Cloning and expression of flavone synthase II from Gerbera hybrids.

作者信息

Martens S, Forkmann G

机构信息

Lehrstuhl für Zierpflanzenbau, Technische Universität München, Am Hochanger 4, 85350 Freising, Germany.

出版信息

Plant J. 1999 Dec;20(5):611-8. doi: 10.1046/j.1365-313x.1999.00636.x.

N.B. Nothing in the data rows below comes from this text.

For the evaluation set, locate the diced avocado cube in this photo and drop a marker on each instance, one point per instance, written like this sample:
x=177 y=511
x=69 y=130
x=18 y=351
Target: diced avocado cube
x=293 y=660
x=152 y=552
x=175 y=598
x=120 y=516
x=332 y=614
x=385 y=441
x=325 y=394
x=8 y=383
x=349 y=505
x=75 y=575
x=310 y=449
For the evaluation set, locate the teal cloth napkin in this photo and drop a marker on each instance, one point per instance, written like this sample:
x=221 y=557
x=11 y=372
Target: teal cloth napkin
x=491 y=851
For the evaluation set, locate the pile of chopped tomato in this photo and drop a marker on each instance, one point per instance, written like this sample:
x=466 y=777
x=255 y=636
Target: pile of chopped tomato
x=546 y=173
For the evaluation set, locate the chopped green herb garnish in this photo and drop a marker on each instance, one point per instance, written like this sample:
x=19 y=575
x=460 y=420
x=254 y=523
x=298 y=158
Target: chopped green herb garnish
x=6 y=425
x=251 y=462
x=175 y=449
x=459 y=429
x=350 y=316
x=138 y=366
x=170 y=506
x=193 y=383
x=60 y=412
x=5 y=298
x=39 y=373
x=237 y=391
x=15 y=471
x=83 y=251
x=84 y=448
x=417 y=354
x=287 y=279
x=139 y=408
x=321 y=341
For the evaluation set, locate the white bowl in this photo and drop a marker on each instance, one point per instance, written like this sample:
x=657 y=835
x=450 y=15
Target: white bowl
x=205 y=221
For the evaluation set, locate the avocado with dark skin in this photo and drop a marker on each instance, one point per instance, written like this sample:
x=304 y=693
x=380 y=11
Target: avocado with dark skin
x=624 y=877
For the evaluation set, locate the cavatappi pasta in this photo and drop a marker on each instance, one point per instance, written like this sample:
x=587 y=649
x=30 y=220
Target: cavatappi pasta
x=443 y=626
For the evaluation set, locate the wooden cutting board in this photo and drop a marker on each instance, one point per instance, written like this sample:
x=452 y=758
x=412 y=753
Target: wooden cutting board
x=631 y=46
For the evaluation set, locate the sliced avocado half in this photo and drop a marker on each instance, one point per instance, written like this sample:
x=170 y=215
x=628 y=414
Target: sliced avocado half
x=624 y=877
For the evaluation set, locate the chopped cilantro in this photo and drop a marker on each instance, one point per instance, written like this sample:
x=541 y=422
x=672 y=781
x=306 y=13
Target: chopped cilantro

DOI:10.1046/j.1365-313x.1999.00636.x
PMID:10652133
Abstract

In Gerbera hybrids, flavone synthesis is controlled by the locus Fns. The responsible enzyme, flavone synthase II, belongs to the NADPH-dependent cytochrome P450 monooxygenases. From two different chemogenetic defined Gerbera lines with the dominant (fns +.) or recessive (fns fns) alleles at the locus Fns, a cytochrome P450 fragment (CypDDd7a) was isolated using a differential display technique with upstream primers based on the conserved heme-binding region of cytochrome P450 proteins. The full-length cDNA (CYP93B2) which contained the open-reading frame and part of the CypDDd7a sequence was isolated via 5'-RACE and end-to-end PCR with gene specific primers. Northern blot analysis of total RNA of Gerbera hybrids indicated that the CYP93B2 gene was only transcribed in lines with the dominant allele fns + and that the transcript levels during flower development are in agreement with the measured enzyme activity of FNS II and flavone accumulation. Microsomes from yeast cells expressing CYP93B2 catalysed the direct formation of [14C]-flavones from the respective [14C]-flavanones. Thus, CYP93B2 was shown to encode flavone synthase II. This is the first report of the isolation and expression of a functional FNS II cDNA clone from any species. The comparison of amino acid sequences revealed that CYP93B2 had 54% identity with the sequence of CYP93B1, which has recently been reported as a (2S)-flavanone 2-hydroxylase of Glycyrrhiza echinata L.

摘要

在非洲菊杂交种中,黄酮合成受Fns位点控制。负责的酶,黄酮合酶II,属于NADPH依赖的细胞色素P450单加氧酶。从两个在Fns位点具有显性(fns +.)或隐性(fns fns)等位基因的不同化学遗传学定义的非洲菊品系中,使用基于细胞色素P450蛋白保守血红素结合区域的上游引物的差异显示技术分离出一个细胞色素P450片段(CypDDd7a)。通过5'-RACE和使用基因特异性引物的端到端PCR分离出包含开放阅读框和部分CypDDd7a序列的全长cDNA(CYP93B2)。非洲菊杂交种总RNA的Northern印迹分析表明,CYP93B2基因仅在具有显性等位基因fns +的品系中转录,并且花发育过程中的转录水平与FNS II的测量酶活性和黄酮积累一致。表达CYP93B2的酵母细胞微粒体催化从相应的[14C]-黄烷酮直接形成[14C]-黄酮。因此,CYP93B2被证明编码黄酮合酶II。这是从任何物种中分离和表达功能性FNS II cDNA克隆的首次报道。氨基酸序列比较显示,CYP93B2与CYP93B1的序列具有54%的同一性,CYP93B最近被报道为刺果甘草的(2S)-黄烷酮2-羟化酶。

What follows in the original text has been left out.